MILTON — At Tuesday’s Executive Committee meeting, Mayor Wesley Meiss reassigned some council committees' chairs and provided alternates for various committees and boards.
Many of the committee chairs remained the same, but Milton’s newest council member, Heather Hathaway, was added to the list.
The committee assignments are as follows:
- Stormwater Committee: Sharon Holley
- Administration Committee: Heather Hathaway
- Growth, Development and Annexation Committee: Peggi Smith
- Finance Committee: Casey Powell
- LEAP Committee: Mary Ellen Johnson
- Public Works Committee: Alan Lowery
- Parks and Recreation Committee: Jeff Snow
- Public Safety Committee: Pat Lunsford
- Tourism Development Council: Alan Lowery
- Bay Area Resource Council: Alan Lowery
- Transportation Planning Organization: Wesley Meiss, with Peggi Smith as an alternate
- West Florida Regional Planning Council: Jeff Snow, with Mary Ellen Johnson as an alternate
- Riverfront Redevelopment Team: Peggi Smith
- Restore Council: City Manager Brian Watkins
Each committee oversees the topics and decisions that fall under their corresponding city department.

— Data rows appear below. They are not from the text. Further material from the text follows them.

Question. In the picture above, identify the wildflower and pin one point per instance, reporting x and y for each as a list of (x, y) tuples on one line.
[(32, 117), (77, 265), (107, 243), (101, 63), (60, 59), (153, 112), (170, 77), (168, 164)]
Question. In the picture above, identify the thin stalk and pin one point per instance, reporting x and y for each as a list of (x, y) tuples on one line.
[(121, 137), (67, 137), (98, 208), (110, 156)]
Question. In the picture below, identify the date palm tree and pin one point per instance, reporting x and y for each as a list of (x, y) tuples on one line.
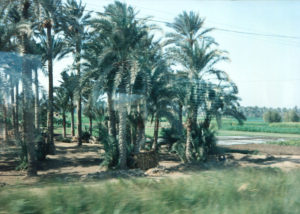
[(75, 31), (193, 51), (61, 103), (121, 33), (23, 15)]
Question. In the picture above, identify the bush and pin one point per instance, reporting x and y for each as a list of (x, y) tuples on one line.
[(110, 147), (272, 117), (291, 116)]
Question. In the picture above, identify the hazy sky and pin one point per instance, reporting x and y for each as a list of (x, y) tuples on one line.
[(266, 68)]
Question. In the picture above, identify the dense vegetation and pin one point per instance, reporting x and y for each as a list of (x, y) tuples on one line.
[(222, 191), (121, 78)]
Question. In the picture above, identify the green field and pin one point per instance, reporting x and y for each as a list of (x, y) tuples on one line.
[(258, 125), (230, 127), (231, 191)]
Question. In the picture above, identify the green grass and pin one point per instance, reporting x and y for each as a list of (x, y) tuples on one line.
[(222, 191), (256, 125), (286, 143), (256, 134)]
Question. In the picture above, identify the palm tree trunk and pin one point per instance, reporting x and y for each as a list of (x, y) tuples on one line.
[(122, 137), (16, 124), (194, 115), (36, 101), (28, 124), (91, 125), (140, 136), (12, 99), (155, 135), (50, 101), (4, 107), (72, 120), (64, 125), (79, 122), (112, 119), (180, 113), (189, 140)]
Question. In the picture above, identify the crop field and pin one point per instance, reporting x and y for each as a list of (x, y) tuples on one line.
[(260, 126)]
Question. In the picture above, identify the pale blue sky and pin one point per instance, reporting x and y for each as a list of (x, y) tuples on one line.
[(266, 69)]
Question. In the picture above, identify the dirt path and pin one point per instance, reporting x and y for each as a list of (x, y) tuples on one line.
[(72, 163)]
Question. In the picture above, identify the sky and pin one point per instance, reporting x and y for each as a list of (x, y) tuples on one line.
[(262, 38)]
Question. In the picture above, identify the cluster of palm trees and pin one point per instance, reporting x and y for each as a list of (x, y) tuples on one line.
[(116, 58)]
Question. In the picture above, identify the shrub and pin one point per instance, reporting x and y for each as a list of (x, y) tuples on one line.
[(272, 117), (291, 116)]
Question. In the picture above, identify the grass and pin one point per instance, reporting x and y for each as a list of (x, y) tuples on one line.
[(256, 134), (286, 143), (260, 126), (221, 191)]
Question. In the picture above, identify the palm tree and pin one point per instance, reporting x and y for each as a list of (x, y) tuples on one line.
[(122, 32), (75, 32), (49, 16), (193, 50), (69, 83), (61, 103)]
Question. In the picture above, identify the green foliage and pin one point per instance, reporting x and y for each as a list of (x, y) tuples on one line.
[(255, 191), (204, 143), (291, 116), (110, 147), (272, 117), (286, 143)]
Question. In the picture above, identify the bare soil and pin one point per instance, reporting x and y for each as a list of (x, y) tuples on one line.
[(72, 163)]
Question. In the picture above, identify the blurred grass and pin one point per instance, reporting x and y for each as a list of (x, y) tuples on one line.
[(286, 143), (253, 125), (247, 190)]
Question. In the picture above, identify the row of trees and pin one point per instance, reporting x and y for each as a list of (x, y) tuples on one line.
[(121, 75)]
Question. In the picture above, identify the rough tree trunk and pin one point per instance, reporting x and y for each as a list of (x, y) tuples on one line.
[(28, 115), (5, 120), (12, 99), (16, 124), (189, 140), (180, 113), (36, 101), (50, 101), (155, 135), (64, 125), (122, 137), (79, 121), (72, 120), (140, 136), (91, 125), (112, 119)]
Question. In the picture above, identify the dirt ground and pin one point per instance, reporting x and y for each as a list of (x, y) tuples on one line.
[(72, 163)]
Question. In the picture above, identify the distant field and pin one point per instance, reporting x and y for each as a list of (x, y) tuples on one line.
[(257, 125), (251, 127)]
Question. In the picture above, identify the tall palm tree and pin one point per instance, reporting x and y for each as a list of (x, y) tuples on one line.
[(75, 31), (69, 83), (61, 103), (122, 32), (49, 18), (193, 50), (25, 43)]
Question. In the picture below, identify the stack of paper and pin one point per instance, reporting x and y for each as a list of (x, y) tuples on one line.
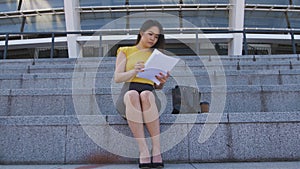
[(157, 63)]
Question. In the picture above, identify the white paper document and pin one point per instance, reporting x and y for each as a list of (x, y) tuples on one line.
[(157, 63)]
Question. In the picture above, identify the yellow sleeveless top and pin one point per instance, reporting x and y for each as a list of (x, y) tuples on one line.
[(133, 55)]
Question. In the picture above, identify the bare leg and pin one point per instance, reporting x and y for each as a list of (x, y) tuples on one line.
[(135, 121), (151, 118)]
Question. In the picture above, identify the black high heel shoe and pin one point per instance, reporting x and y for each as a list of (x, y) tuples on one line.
[(145, 165), (158, 165)]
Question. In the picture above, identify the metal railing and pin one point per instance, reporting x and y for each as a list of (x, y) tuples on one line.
[(101, 33)]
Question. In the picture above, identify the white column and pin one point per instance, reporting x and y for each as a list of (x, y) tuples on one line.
[(236, 22), (72, 17)]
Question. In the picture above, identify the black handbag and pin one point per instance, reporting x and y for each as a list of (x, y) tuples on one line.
[(185, 99)]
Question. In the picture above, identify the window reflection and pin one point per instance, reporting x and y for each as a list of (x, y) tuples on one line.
[(207, 18), (101, 2), (152, 2), (205, 1), (270, 2), (294, 18), (296, 2), (10, 24), (41, 4), (9, 5), (93, 21), (45, 23), (261, 19)]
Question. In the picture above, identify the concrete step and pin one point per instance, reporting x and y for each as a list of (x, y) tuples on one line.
[(108, 65), (254, 136), (105, 79), (94, 101)]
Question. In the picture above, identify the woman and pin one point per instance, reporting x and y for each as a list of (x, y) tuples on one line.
[(139, 101)]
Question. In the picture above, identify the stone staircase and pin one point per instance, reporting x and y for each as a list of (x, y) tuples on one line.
[(56, 111)]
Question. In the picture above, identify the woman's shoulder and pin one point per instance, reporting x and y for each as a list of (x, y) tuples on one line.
[(126, 49)]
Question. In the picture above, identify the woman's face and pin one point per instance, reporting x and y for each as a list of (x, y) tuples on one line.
[(149, 37)]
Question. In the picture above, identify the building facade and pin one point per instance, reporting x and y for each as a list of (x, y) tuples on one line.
[(83, 28)]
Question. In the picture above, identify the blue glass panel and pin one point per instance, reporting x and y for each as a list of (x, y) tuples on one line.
[(205, 1), (294, 18), (270, 2), (206, 18), (10, 24), (262, 19), (101, 2), (6, 6), (45, 23), (153, 2), (167, 19), (42, 4), (296, 2), (94, 21)]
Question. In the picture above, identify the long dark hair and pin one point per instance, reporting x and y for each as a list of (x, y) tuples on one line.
[(160, 44)]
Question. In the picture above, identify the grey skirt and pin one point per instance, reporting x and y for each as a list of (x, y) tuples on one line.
[(139, 87)]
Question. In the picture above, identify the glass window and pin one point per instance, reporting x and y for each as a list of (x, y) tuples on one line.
[(11, 5), (42, 4), (167, 19), (94, 21), (116, 20), (205, 1), (10, 24), (262, 19), (139, 2), (270, 2), (45, 23), (294, 18), (296, 2), (206, 18), (101, 2)]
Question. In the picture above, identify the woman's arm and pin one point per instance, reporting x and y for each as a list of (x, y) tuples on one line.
[(162, 79), (120, 74)]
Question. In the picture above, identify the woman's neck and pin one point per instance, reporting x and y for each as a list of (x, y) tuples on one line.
[(141, 47)]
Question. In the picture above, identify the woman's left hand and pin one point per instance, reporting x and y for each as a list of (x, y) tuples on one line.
[(162, 78)]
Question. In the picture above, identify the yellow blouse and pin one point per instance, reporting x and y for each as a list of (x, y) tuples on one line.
[(133, 55)]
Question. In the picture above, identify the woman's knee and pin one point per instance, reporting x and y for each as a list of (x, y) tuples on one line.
[(147, 97), (132, 96)]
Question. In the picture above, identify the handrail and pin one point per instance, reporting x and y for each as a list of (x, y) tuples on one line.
[(195, 31)]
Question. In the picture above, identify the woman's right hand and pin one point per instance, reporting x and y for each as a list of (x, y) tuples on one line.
[(139, 66)]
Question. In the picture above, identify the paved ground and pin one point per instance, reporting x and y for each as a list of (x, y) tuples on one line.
[(248, 165)]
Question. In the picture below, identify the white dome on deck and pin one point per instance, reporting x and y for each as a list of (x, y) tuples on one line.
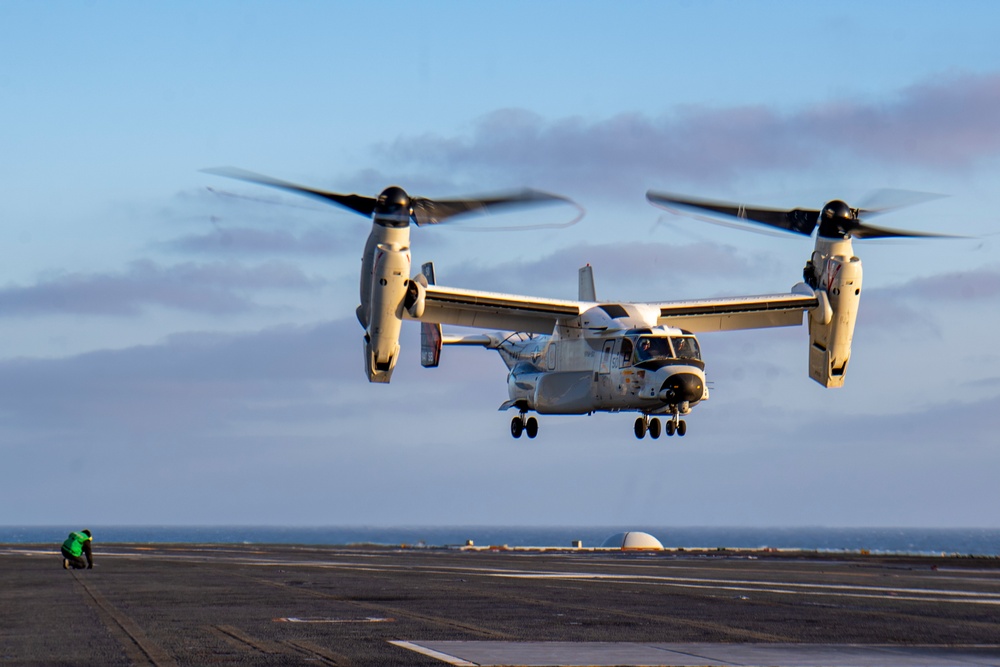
[(633, 541)]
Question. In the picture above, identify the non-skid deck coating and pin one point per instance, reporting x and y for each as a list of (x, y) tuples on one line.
[(620, 654), (284, 605)]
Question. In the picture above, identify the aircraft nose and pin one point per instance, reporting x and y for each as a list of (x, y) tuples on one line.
[(681, 387)]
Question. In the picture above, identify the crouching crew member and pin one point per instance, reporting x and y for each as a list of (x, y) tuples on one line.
[(76, 546)]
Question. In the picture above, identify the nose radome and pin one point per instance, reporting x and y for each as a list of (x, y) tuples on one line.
[(681, 387)]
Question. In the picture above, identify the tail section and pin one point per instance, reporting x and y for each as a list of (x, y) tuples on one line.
[(835, 273), (587, 290)]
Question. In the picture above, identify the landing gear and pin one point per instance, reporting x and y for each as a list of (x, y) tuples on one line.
[(646, 424), (521, 424), (651, 425), (676, 425)]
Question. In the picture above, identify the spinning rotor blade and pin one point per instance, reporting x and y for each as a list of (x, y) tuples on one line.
[(394, 200), (434, 211), (798, 221), (357, 203), (835, 220)]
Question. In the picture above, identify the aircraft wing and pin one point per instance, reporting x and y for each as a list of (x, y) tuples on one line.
[(494, 310), (740, 312)]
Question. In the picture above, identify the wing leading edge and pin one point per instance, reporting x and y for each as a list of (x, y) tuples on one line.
[(494, 310), (743, 312)]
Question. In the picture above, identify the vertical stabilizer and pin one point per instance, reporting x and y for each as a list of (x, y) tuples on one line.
[(430, 334), (587, 291)]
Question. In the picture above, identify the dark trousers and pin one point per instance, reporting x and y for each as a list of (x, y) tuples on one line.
[(75, 562)]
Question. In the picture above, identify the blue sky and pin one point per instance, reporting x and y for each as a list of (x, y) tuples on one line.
[(178, 348)]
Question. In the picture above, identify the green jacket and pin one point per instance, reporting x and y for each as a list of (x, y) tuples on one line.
[(74, 543)]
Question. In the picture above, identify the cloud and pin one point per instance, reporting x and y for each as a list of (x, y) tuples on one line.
[(622, 271), (981, 284), (249, 241), (942, 124), (217, 287)]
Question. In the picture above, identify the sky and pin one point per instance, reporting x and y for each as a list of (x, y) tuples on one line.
[(178, 348)]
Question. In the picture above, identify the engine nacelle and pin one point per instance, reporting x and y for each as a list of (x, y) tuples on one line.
[(390, 280), (836, 275)]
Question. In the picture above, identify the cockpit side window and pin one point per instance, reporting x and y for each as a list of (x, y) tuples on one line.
[(653, 347), (626, 352), (687, 347)]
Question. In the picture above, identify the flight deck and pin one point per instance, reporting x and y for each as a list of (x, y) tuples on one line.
[(317, 605)]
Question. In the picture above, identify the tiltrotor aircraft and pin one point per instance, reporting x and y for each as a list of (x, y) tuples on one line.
[(584, 356)]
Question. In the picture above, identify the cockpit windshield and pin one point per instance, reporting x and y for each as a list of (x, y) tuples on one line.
[(653, 347), (666, 347), (686, 347)]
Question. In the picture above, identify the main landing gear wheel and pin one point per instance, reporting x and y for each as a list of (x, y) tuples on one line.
[(520, 424)]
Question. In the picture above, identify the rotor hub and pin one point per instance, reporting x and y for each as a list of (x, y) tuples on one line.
[(393, 204), (837, 219)]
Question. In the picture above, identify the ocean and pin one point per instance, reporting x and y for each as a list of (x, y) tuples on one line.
[(962, 541)]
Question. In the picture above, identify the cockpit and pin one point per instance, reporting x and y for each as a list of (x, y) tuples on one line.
[(648, 348)]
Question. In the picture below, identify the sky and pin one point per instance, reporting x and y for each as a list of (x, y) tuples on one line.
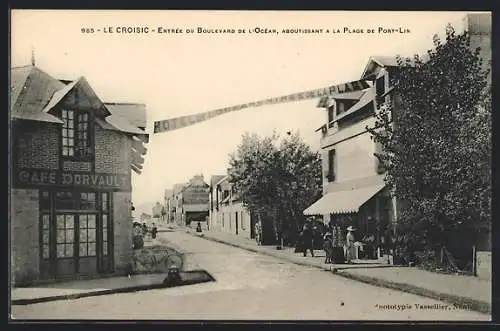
[(182, 73)]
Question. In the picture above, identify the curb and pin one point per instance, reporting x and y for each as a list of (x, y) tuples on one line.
[(129, 289), (460, 302)]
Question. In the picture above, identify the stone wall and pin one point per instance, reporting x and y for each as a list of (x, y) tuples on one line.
[(24, 232)]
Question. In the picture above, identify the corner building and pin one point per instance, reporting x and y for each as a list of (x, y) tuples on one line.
[(71, 157)]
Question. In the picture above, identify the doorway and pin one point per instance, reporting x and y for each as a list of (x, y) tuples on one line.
[(236, 218)]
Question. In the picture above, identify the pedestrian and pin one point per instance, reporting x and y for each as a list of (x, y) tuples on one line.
[(350, 248), (154, 231), (328, 247), (308, 238), (258, 233)]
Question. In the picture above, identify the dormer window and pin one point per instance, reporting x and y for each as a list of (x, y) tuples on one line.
[(340, 107), (380, 87), (76, 139)]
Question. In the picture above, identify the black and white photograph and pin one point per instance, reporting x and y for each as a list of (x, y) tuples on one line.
[(231, 165)]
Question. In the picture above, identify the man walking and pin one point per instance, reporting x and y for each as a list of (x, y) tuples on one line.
[(308, 239)]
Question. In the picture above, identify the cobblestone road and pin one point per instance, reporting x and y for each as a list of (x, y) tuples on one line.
[(251, 286)]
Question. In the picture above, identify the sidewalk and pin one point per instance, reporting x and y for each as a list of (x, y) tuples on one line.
[(75, 289), (460, 290)]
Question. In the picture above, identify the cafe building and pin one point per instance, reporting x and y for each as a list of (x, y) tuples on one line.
[(71, 161)]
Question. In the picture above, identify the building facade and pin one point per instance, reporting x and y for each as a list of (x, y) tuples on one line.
[(227, 213), (188, 202), (71, 157), (354, 192), (353, 187)]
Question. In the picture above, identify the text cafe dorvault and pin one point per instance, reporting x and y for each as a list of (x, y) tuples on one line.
[(30, 177)]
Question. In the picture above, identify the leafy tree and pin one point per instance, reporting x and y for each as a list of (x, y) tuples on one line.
[(276, 180), (436, 142)]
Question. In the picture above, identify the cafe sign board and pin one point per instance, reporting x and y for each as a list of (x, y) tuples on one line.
[(25, 178)]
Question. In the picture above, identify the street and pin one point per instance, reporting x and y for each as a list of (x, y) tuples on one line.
[(251, 286)]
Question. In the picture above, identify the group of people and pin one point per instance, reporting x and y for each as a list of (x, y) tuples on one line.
[(310, 232), (154, 230)]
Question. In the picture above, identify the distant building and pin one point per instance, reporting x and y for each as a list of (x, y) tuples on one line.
[(188, 202), (157, 210), (145, 218), (354, 191), (227, 212), (213, 197), (72, 156), (167, 198)]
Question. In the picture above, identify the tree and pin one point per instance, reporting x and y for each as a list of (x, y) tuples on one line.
[(436, 144), (276, 180)]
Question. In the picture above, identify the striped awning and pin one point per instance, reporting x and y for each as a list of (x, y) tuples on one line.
[(343, 202)]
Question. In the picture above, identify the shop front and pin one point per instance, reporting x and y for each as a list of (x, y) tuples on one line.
[(365, 206), (75, 218)]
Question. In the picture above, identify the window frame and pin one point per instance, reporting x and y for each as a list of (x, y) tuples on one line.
[(331, 165), (89, 135)]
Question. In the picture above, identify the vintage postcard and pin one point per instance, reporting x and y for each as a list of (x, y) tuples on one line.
[(250, 165)]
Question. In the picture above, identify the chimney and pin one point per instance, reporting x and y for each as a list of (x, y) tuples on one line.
[(32, 55), (478, 25)]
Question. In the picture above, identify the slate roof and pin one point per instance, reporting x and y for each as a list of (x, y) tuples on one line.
[(135, 113), (31, 90), (215, 179)]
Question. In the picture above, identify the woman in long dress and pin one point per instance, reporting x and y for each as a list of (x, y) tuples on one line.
[(350, 248)]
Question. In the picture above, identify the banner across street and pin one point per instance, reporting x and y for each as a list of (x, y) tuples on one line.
[(184, 121)]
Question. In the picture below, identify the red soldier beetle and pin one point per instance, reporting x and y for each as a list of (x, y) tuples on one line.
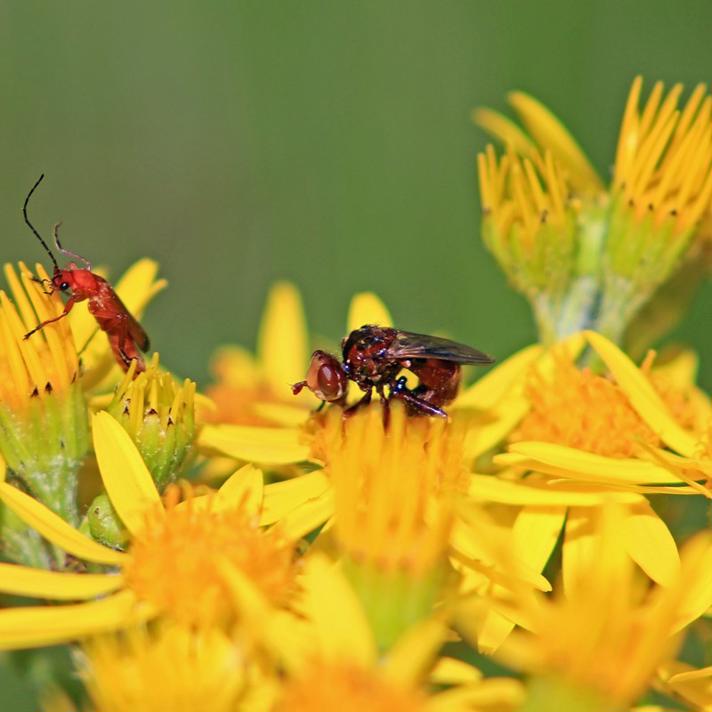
[(126, 336)]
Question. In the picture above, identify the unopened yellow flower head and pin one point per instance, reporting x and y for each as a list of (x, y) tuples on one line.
[(159, 415), (393, 477), (587, 256), (44, 434), (171, 667)]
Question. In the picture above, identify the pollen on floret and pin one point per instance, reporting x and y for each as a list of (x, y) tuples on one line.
[(583, 410), (347, 688), (373, 461), (120, 671), (178, 562)]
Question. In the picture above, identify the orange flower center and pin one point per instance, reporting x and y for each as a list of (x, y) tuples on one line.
[(583, 410), (178, 562)]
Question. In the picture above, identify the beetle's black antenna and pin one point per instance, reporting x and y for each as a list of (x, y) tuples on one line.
[(58, 245), (32, 227)]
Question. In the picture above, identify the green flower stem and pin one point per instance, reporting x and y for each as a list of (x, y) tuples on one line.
[(45, 446), (394, 600)]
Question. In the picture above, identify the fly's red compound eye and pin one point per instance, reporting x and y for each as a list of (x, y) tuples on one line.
[(326, 378)]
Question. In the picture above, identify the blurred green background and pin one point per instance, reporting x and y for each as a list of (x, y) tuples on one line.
[(327, 142)]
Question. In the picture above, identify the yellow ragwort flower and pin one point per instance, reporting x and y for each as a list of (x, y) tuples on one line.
[(44, 435), (610, 631), (198, 669), (587, 440), (338, 664), (182, 560), (587, 256)]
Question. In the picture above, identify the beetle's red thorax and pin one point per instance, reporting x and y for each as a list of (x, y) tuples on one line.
[(83, 283)]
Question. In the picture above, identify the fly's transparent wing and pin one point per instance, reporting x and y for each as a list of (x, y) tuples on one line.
[(410, 345)]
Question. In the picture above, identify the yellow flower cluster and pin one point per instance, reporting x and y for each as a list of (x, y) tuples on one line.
[(240, 550)]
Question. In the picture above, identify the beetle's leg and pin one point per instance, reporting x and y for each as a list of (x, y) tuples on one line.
[(43, 282), (67, 308)]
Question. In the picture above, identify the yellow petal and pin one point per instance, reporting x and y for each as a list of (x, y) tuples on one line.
[(492, 489), (452, 671), (243, 488), (581, 545), (414, 653), (312, 514), (55, 585), (33, 626), (536, 531), (287, 416), (274, 446), (497, 693), (280, 498), (651, 545), (697, 573), (551, 134), (341, 628), (123, 471), (53, 527), (643, 397), (563, 460), (367, 308), (282, 342), (491, 427), (504, 130), (489, 390), (495, 629)]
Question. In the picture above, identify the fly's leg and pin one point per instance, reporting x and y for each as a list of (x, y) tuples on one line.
[(415, 405), (363, 402)]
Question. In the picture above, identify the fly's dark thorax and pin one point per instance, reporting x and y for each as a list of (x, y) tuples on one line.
[(366, 359)]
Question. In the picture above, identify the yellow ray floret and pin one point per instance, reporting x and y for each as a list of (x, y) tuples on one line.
[(178, 561), (46, 362), (664, 157)]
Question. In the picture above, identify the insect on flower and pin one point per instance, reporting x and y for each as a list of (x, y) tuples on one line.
[(126, 336), (373, 357)]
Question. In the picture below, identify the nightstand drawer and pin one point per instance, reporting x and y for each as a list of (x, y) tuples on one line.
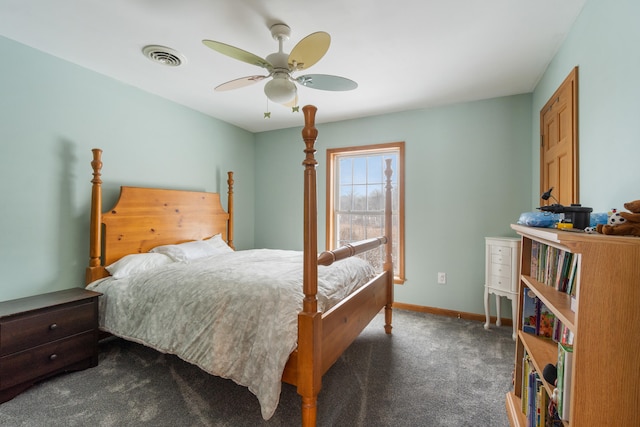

The Florida-Alabama Transportation Planning Organization is the local, intergovernmental transportation policy board for Santa Rosa and Escambia counties in Florida and part of Baldwin County in Alabama, according to the TPO website. The board comprises local government officials who make decisions regarding transportation at the regional level.
The West Florida Regional Planning Council serves as staff to the Bay Area Resource Council with the chief objective of helping improve the community’s quality of life and improving the waters of the Pensacola Bay System, according to the BARC website.
The Riverfront Redevelopment Team examines issues of importance to the Community Redevelopment Agency as assigned, according to the city of Milton’s website. The RRT is also responsible for ensuring development activity is consistent with CRA plans and complies with the community’s character. All RRT records are filed with the Planning and Development Department.
The Restore Council chooses projects to be submitted for funding consideration through the RESTORE Act, which allocates 80 percent of the amount of any Clean Water Act fines from the 2010 BP Deepwater Horizon oil spill.
Under the act, the fines are divided into several sources of funding, with different permissible uses and various methods for approving projects, according to the RESTORE Act’s website. Seventy-five percent of Florida's allocation will come directly to the eight disproportionately impacted panhandle counties. These include Santa Rosa, Escambia, Okaloosa, Walton, Bay, Gulf, Franklin and Wakulla counties.
Approximately $4 million is currently available to Santa Rosa County. An additional $24 million will be made available to Santa Rosa County over the next 15 years.